Abstract

Xiaoming Zhang’s book offers an updated and comprehensive treatment of the military conflict between China and Vietnam from 1979 to 1991, focusing on the Chinese side of the story. The Sino-Vietnamese military confrontation started with China’s brief invasion of Vietnam in early 1979, which was followed by a decade of border conflicts. The author devotes the first five chapters of the book to the 1979 invasion, analysing its causes, preparation, and the process, as well as the performance, of the Chinese and Vietnamese troops. The themes of the three remaining chapters are the border conflicts between 1980 and 1990, the impact of the military conflict on China, and the termination of the Sino-Vietnamese hostility, respectively. The book is concluded with some personal insights about Sino-Vietnamese relations and East Asian affairs.
The major arguments presented in the book are convincing and coherent, supported by primary and secondary sources written or published in Chinese, English and Vietnamese. Most primary sources used in the book are of Chinese origin, but the author did make a special effort to consult relevant sources from the Vietnamese side.
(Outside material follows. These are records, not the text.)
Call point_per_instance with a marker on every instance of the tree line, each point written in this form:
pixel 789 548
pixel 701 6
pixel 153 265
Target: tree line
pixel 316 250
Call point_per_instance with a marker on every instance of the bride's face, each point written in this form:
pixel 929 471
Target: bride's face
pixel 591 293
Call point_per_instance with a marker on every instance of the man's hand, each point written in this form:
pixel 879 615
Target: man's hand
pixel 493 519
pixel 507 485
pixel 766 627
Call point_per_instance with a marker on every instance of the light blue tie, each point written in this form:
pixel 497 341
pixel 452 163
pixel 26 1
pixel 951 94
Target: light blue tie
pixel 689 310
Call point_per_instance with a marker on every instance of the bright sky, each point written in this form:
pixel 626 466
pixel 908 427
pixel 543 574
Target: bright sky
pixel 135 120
Zhang sees the Chinese perception of the threat of the Soviet Union and Vietnam’s decisions to ally with the Soviet Union and invade Cambodia as the most important causes of the Sino-Vietnamese conflict. Deng Xiaoping was convinced that in order to create a peaceful environment to implement the reform programme, it was conducive for China to stop the expansion of Vietnam and the Soviet Union around China (pp. 48–51, 64–65, 145 and 214). Other causes of the war included the territorial disputes between the two countries, Vietnam’s mistreatment of its ethnic Chinese community, the need for military reform in China, the domestic politics of China (power struggle and Deng Xiaoping’s dictatorial leadership style), China’s desire to gain Western financial and technological support for its modernization program (pp. 2, 4, 43, 66 and 215–16), as well as Deng Xiaoping’s calculation that the Soviet Union would not attack China if the war with Vietnam could end soon enough (pp. 50–51). Zhang highlights Deng Xiaoping’s role in making the decision to go to war with Vietnam. He is not the first to ponder whether or not the 1979 war could have been avoided had Deng Xiaoping not been in power, but he gives the most thorough and persuasive answer to that question.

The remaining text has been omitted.